This project analyzes customer churn in a telecommunications company to identify key drivers of churn, forecast future revenue impact, and develop data-driven retention strategies.
It combines SQL, Python, and Power BI for a full data pipeline — from raw data extraction to advanced analytics and executive-level visualization.
- Understand why customers churn and identify at-risk segments.
- Build predictive and financial models to estimate churn and its revenue impact.
- Develop actionable strategies for retention and revenue optimization.
- Present insights in an interactive Power BI dashboard for business leaders.
| Tool | Purpose |
|---|---|
| Python (Pandas, NumPy, Scikit-Learn) | Data cleaning, feature engineering, churn modeling |
| SQL (PostgreSQL / MySQL) | Data extraction, aggregation, and KPI computation |
| Power BI | Executive dashboards, churn prediction visualization, forecasting |
| Excel | Exploratory data review and validation |
| GitHub | Project versioning and portfolio publication |
Raw Telco Data → SQL Cleaning → Python Modeling → Power BI Visualization → Strategic Insights
-
Data Cleaning & Transformation
- Removed duplicates and nulls from
TotalCharges. - Standardized categorical fields and encoded binary attributes.
- Calculated new metrics such as
AvgMonthlyRevenue,CLV, andChurnRate.
- Removed duplicates and nulls from
-
SQL Analysis
- Aggregated churn by contract, payment method, and tenure.
- Segmented customers by revenue and churn behavior.
- Calculated revenue retention under various churn scenarios.
-
Predictive Modeling (Python)
- Built a logistic regression model to predict churn probability.
- Evaluated using accuracy, precision, recall, and ROC-AUC metrics.
- Exported predictions for visualization in Power BI.
-
Power BI Reporting
- Designed a 5-page interactive dashboard with executive KPIs, churn analysis, and revenue forecasting.

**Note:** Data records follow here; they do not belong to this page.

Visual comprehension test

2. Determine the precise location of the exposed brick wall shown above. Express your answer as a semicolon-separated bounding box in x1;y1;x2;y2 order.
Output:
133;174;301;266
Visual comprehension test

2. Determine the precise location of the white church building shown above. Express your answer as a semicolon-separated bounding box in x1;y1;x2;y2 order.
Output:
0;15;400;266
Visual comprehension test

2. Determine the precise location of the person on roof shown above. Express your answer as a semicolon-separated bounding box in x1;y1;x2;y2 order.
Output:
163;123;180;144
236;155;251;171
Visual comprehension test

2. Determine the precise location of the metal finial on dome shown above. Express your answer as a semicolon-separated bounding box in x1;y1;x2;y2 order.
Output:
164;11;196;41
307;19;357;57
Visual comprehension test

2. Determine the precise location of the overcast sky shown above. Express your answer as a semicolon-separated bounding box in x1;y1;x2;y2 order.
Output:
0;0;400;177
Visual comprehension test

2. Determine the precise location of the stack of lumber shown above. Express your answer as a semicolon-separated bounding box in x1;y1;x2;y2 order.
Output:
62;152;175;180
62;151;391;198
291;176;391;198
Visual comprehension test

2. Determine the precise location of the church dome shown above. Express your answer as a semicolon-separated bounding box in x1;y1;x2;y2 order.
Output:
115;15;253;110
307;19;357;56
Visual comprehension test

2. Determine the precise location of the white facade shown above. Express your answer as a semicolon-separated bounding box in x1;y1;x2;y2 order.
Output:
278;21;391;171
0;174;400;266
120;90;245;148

The Power BI report consists of 5 pages, each designed for specific business decisions:
High-level company performance snapshot with KPIs:
- Total Customers, Active vs Churned
- Churn Rate (%)
- Average Tenure
- Monthly & Total Revenue
Machine learning-powered churn probability visualization:
- Filters by gender, contract, and payment type
- Top churn drivers identified using feature importance
- At-risk customer segments highlighted
Predicts future revenue based on historical trends and churn rate.
- Time-series forecasting using Power BI’s analytics pane
- Comparison of baseline vs retention-improved revenue scenarios
Segments customers by their lifetime value contribution:
- CLV tiers (High / Medium / Low)
- Relationship between CLV, tenure, and churn probability
- Focus on high-value churners for retention targeting
Interactive “what-if” analysis to simulate revenue impact of:
- Retention improvements
- Contract upgrades
- Customer loyalty programs
- Overall churn rate: 26.5% of customers have churned.
- Contract type: Month-to-month customers are 2.4× more likely to churn.
- Payment method: Electronic check users churn 30% faster than other groups.
- Tenure: Customers with <12 months tenure represent 60% of all churns.
- CLV impact: High-value customers contribute over 60% of total revenue, making them critical for retention.
- Forecast insight: A 5% improvement in retention leads to ~12% increase in annual revenue.
These insights guide retention strategies focused on contract conversion, early engagement, and loyalty incentives.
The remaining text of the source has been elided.